Nova Friburgo: uma cidade que tem medo

Moradores querem suas vidas de volta
Liomar Gomes Pinto

Córrego Dantes é uma das regiões mais atingidas pelas chuvas em Nova Friburgo. Uma família, a última que ficou naquela área de risco, está sendo intimada a deixar sua casa. Eles resistem mesmo sabendo dos perigos que estão correndo. Água e luz já foram cortadas, e a família diz que não vai sair. Além do casal, moram também dois filhos. O conselho tutelar já ameaçou tirar as crianças da mãe se não forem levadas para um local seguro.

Comunidade do Rui, outra área bastante afetada. Somos convidados para um aniversário. A dona da festa chegou a abrigar 80 pessoas que perderam suas casas. São 18h e começa a chover. Os dois companheiros presentes, Paulo, bancário de São Paulo, e Kellé, de Nova Friburgo, ficaram assustados, mas nada comparado com o desespero das crianças a cada trovão.

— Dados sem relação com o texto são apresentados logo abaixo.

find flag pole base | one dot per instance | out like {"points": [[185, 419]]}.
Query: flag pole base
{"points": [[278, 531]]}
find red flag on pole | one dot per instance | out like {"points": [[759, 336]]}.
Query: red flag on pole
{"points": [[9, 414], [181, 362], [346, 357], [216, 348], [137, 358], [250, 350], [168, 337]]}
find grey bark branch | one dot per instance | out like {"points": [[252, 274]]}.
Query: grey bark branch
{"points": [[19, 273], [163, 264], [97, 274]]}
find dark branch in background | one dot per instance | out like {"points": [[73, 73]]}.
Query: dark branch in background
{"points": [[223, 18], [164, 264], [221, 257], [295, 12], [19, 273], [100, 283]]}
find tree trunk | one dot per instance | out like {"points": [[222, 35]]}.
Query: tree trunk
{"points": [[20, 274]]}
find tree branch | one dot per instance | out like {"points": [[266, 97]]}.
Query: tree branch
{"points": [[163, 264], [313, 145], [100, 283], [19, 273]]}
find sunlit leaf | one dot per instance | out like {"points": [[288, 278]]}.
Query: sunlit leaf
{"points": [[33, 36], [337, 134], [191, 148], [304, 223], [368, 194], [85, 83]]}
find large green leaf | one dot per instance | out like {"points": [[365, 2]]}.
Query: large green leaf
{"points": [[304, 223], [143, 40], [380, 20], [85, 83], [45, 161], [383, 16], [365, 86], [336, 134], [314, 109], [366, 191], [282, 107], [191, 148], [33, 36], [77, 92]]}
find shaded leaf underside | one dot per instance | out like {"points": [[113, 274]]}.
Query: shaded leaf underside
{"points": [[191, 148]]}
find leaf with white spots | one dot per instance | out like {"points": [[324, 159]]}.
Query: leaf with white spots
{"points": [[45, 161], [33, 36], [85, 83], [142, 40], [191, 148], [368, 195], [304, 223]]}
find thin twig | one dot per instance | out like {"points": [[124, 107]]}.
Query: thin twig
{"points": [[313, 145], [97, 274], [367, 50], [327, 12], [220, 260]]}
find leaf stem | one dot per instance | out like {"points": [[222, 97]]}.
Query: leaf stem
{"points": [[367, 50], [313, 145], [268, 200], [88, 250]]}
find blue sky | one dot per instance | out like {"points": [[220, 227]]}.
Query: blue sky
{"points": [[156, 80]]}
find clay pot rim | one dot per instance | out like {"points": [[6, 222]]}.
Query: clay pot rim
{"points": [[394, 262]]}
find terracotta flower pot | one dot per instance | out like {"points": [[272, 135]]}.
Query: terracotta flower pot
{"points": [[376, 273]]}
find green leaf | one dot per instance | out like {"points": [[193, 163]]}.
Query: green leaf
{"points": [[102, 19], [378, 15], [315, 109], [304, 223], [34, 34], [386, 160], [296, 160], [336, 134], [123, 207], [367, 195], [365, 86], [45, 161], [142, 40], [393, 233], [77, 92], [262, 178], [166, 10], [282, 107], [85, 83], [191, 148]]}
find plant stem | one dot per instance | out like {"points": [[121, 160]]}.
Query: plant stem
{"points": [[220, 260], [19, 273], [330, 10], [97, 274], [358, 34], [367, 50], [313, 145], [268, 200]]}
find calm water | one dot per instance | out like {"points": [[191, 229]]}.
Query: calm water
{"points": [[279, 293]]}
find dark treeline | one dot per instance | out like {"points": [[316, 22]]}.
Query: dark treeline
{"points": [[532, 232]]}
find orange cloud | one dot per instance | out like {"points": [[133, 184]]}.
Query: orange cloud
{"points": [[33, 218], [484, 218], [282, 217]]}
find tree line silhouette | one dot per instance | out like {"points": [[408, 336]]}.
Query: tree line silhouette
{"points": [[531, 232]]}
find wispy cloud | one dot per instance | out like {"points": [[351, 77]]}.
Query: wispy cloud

Poderíamos relatar outras centenas de casos. Hoje vivemos numa cidade que tem medo. Fatos como estes poderiam ser evitados se os governos colocassem em prática apenas uma das reivindicações dos cartazes do PSTU colados por toda cidade: abrir vagas nos hotéis para os desabrigados.

Os governos são os culpados
A Austrália também teve suas enchentes nesse começo de ano. Algumas áreas de Brisbane, ao sul de Quesland, receberam mais de 400 milímetros de chuvas, fazendo com que o total de chuvas acumulada em 13 dias superasse a marca de 800 milímetros. Lá na Austrália, foram 20 mortos.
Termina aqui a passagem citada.